Yes! This was my concern when I read the article, that this was a sort of condensation rather than compression, with the inevitable side effect that only the principal points of the text are retained, with any subtlety and secondary meanings discarded as irrelevant. If that is the case, it could be fun to run poetry through it. Where by “fun” I mean painful.
Why waste time say lot word when few word do trick?
Not many word when few work.
Few word
Few
⠀
1
this sort of innovation is coming for everything. it’s scary to me because once you get going, the ‘enhance’ function is inevitable. and the resulting image will look so good, you will be forgiven for forgetting that it made it up and you aren’t actually seeing anything that the original camera saw. and that’s in photos, where we know how to think about it…but in text! can you imagine an ‘enhance’ function for text? to zoom in or out, elucidate or summarize a bit of prose? having played with chatgpt a bit, it no longer seems far out.
anyways, anecdote…i was, for no good reason, trying to compress a large collection of historical chess games. and i came up with the idea of enumerating the possible moves at each position, so instead of 16 pieces * 8*8 coordinates (1024 combinations per move, 10 bits), i could encode typically on the order of a dozen (3.5 bits). i forget the typical number of bytes per game, but i came up with what i thought was a very impressively terse representation. i was so pleased with myself i started wondering how close to the ideal representation i was. and i realized, what if i packaged it with a chess engine, and ordered the possible moves by probability assessed by the chess engine! and with chess engines these days being not that different from LLMs… and that’s about when i lost interest in the project :)

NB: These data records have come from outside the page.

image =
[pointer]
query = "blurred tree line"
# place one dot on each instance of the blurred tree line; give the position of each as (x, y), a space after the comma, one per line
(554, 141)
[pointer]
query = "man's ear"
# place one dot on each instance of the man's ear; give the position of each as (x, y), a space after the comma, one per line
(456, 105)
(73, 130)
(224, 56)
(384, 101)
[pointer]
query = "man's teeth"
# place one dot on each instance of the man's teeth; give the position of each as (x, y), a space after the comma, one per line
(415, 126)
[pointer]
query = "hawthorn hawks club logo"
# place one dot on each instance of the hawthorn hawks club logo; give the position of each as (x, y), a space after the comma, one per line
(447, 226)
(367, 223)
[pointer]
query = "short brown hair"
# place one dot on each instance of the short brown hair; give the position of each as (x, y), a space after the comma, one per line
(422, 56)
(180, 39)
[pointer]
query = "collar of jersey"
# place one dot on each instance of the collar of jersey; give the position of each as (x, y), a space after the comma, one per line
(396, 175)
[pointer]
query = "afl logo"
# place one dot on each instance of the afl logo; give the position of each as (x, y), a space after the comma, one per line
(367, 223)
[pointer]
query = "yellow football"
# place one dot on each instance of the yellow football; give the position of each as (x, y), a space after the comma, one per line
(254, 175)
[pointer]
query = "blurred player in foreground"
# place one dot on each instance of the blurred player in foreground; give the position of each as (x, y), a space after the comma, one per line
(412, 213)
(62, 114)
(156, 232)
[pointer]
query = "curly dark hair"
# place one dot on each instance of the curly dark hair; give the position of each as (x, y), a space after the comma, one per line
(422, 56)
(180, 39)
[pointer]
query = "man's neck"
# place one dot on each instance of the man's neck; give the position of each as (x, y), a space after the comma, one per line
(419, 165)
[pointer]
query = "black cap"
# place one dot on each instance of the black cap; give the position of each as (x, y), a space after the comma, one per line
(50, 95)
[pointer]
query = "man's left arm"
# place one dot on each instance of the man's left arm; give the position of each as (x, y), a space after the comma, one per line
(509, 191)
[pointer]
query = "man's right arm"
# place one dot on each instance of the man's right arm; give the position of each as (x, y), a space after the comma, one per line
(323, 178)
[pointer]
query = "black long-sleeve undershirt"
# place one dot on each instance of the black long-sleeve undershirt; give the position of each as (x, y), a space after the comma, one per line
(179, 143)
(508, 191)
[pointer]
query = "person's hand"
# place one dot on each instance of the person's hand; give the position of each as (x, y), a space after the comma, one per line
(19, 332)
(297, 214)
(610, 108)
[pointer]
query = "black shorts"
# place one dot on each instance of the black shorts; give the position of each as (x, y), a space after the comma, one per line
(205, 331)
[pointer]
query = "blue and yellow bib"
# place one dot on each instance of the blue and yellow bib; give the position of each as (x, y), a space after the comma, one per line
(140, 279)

just like compressing text by encoding the autocomplete choice (left / middle / right, 1.5 bits) instead of the word.
Don’t forget photographs have *never* been a factual representation of reality. There has been artifice and manipulation at every stage for as long as it has existed as a technology.
I had a private joke with a colleague a couple of decades ago that is becoming possible far too quickly for my liking – a text engine that had two modes: “desemantication” which would distill a large block of text down to it’s core ideas, and “resemantication” that would do the reverse. We would be on the lookout for anything that was “resemanticated bullshit”… i.e. your general political speech or online diatribe that was clearly a tiny bit of garbage inflated into a full press release.
A famous author said he got paid by the word so why use meteoplos when you can just say city and get paid the same.
What part of an effective ‘markov chain’ being useful for text compression is at all surprising?